Je voudrais m'arrêter plus précisément sur deux jeunes artistes. L'Argentin Pedro Marzorati, d'abord, connu pour ses installations poétiques de land-art en relation avec les changements climatiques, qui a investi l'église Saint Merry avec l'installation Plus haut que le ciel, inspirée de l'histoire biblique de la Tour de Babel. Une véritable tour de six mètres de hauteur, construite avec les chaises de Saint Merry et celles prêtées par Saint Eustache, au centre de la nef, était surmontée par une « cascades de vêtements ». Ces vêtements, notamment fournis par Emmaüs France, figuraient « nos âmes » et semblaient monter vers le ciel. Une machine à vapeur dissimulée dans les combles créait un « nuage de brouillard » autour de l'envol de vêtements. Les variations de la lumière offraient aux spectateurs l'occasion d'une immersion dans un espace favorable à la méditation sur les rapports entre le corps et l'âme. Marzorati entendait en effet parler autant de l'au-delà que de la réalité tangible de l'être humain.

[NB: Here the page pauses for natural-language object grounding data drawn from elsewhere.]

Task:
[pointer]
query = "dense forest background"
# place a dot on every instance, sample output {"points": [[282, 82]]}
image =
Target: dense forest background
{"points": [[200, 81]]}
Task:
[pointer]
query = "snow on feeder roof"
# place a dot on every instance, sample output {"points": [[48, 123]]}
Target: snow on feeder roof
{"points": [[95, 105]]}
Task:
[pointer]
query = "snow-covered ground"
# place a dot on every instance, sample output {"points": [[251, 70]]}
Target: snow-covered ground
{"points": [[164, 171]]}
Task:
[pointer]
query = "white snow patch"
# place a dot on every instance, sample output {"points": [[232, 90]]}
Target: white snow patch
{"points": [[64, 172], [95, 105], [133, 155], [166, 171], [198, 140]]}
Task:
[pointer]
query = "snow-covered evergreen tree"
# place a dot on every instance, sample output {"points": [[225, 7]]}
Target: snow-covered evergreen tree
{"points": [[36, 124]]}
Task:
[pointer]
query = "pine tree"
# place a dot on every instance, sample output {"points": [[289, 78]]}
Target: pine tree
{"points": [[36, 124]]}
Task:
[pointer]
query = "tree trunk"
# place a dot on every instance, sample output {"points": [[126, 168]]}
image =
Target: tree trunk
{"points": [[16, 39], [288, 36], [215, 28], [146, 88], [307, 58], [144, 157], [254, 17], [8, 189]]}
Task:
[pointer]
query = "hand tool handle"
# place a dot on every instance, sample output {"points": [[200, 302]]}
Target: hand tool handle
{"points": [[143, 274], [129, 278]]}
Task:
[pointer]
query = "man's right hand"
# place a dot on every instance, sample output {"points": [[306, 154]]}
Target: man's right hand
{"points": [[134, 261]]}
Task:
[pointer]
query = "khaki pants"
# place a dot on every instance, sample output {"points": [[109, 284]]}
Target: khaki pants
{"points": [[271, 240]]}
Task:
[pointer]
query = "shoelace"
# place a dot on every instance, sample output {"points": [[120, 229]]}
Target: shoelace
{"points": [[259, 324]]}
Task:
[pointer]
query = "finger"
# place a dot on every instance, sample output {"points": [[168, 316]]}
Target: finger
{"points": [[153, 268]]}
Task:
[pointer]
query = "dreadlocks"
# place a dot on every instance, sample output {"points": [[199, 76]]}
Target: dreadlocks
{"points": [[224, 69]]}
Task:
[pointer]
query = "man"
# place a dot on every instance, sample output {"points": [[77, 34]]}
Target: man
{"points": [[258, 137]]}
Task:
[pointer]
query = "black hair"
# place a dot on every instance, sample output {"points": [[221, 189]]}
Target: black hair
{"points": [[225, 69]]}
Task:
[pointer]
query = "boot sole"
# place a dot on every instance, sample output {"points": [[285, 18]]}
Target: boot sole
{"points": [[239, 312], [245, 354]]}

La française Barbara Finck-Beccafico, ensuite, qui vit et travaille au Canada, où elle est étudiante au programme de musiques numériques de l'Université de Montreal, a déjà enregistré plusieurs de ses compositions électro-acoustiques. Elle se spécialise aujourd'hui dans l'installation immersive audiovisuelle dont elle a donné un exemple ambitieux au Centre Sportif Poliveau lors de la Nuit Blanche sous le titre Conscience, un ensemble de six chapitres racontant l'histoire de notre monde, dont elle avait détaché les numéros 1 et 3 : Confort recyclable et Zoopolis. Dans le premier, elle évoquait sur quatre écrans à la fois la pollution et l'Homme capable de ne faire qu'un avec la nature grâce aux avancées technologiques lui permettant de se fondre de manière organique avec elle. Dans le second, il est question de la dominance sur l'animal. Pourquoi nous est-il si difficile de voir notre steak comme un animal mort ? Simple point de départ qui pose la question essentielle de la défaillance de la perception morale dans notre société. Dans ses oeuvres, Barbara Finck-Beccafico joue sans cesse avec la dualité qui, en de nombreux domaines, joue entre rejet et fascination, entre le sentiment d'être enfermé et celui d'être hypnotisé. Le montage entre images et sons conduit le spectateur à transformer le son en visible, le visible en palpable, le palpable en conscience : le travail de l'artiste l'a conduit à proposer une immersion sensorielle totale (elle distribuait même des bouchées à avaler pendant les projections !). L'approche artistique des questions sociétales par Barbara Finck-Beccafico est exemplaire des ambitions d'une nouvelle génération d'artistes. Comme toujours, l'art, avec eux, ne cherche pas à résoudre les grandes questions, mais il les pose avec une force jamais vue jusqu'ici, et contraint le spectateur à se les poser à son tour. Ainsi contribuent-ils peut-être à aider l'humanité à se sortir des impasses où elle s'est laissé enfermer.